Racheal Quigley

Personal information
- Full name: Racheal Nicole Quigley
- Date of birth: 16 January 1991 (age 35)
- Place of birth: Adelaide, South Australia, Australia
- Height: 1.65 m (5 ft 5 in)
- Position: Striker

Team information
- Current team: Stoke City

Senior career*
- Years: Team / Apps / (Gls)
- Ingle Farm Junior Soccer Club
- Para Hills Knights
- Fulham United
- 2008–2013: Adelaide United / 47 / (11)
- 2013: Kansas City Shock / 10 / (4)
- 2013–2014: Adelaide United / 11 / (1)
- 2014–2015: Boroondara Eagles / 16 / (12)
- 2014–2015: Melbourne Victory / 11 / (8)
- 2015: Bulleen Lions / 2 / (1)
- 2015: Melbourne City / 1 / (0)
- 2016: Hwacheon KSPO / 24 / (13)
- 2016–2017: Adelaide United / 8 / (5)
- 2018: Metro United / 22 / (15)
- 2020: Salisbury Inter / 10 / (6)
- 2022–2024: West Adelaide / 19 / (29)
- 2024–2026: Wolverhampton Wanderers / 0+ / (0+)
- 2026–: Stoke City / 0 / (0)

= Racheal Quigley =

Australian soccer player

Racheal Nicole Quigley (born 16 January 1991) is an Australian soccer player who plays as a forward for National League North Premier Division club Stoke City.

==Club career==
===Adelaide United===
After an impressive second season with Adelaide which saw Quigley score 5 goals in 10 games she was named Adelaide United's 2009–10 W-League Most Valuable Player.

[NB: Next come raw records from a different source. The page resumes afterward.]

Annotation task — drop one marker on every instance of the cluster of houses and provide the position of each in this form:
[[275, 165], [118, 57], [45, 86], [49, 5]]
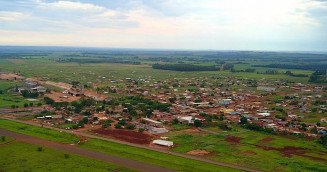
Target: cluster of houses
[[284, 107]]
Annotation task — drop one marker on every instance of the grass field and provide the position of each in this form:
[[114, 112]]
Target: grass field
[[13, 157], [44, 133], [247, 153], [143, 155], [6, 139], [9, 99], [152, 157]]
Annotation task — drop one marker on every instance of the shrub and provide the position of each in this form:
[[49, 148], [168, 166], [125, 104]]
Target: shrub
[[40, 149]]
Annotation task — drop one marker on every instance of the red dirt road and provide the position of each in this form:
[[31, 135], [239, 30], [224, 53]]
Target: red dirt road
[[140, 146], [84, 152], [125, 135]]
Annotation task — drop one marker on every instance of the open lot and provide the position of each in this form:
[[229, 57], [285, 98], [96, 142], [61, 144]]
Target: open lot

Quigley scored the goal of the year in the 2011–2012 season of the Australian W-League with an over head scissor kick.

===Kansas City Shock===
Quigley was an inaugural player for the 2013 season of Kansas City Shock in the WPSL.

===Boroondara Eagles===
Quigley joined Boroondara Eagles in the Victorian Women's Premier League for the 2014 winter season alongside teammate Alexandra Gummer. She made her debut in the first round of the season, drawing with Bundoora United 0–0. She scored her debut goal in a 4–2 loss to South Melbourne and a week later scored a hat-trick to give Boroondara Eagles their first win of the season, defeating Ashburton 4–1.

===Melbourne Victory===
Quigley joined Melbourne Victory ahead of the 2014 season.

===Bulleen Lions===
In March 2015, Quigley joined Bulleen Lions in the Victorian Women's Premier League. They were runners-up in the women's statewide knockout cup, with Quigley scoring in the 5–3 loss to Boroondara Eagles in the final.

===Melbourne City===
Quigley made a guest appearance for Melbourne City on 25 October 2015, helping Melbourne City beat Melbourne Victory 2–1 in the Melbourne Derby.

===Hwacheon KSPO===
In February 2016, Quigley joined Hwacheon KSPO in the South Korean WK League after an agent saw football footage of her on YouTube. In her debut game she started on the bench and came on in the second half to score the winning goal, giving Hwacheon KSPO a 2–1 victory against Suwon FMC.

===Return to Adelaide United===
On 20 September 2016, Quigley confirmed during an interview with The Women's Game that she will be returning to Australia to play for Adelaide United in the 2016–17 season.

===Wolverhampton Wanderers===
On 25 September 2024, Quigley joined English FA Women's National League North team Wolverhampton Wanderers.

===Stoke City===

On 24 July 2026, Quigley was announced at Stoke City.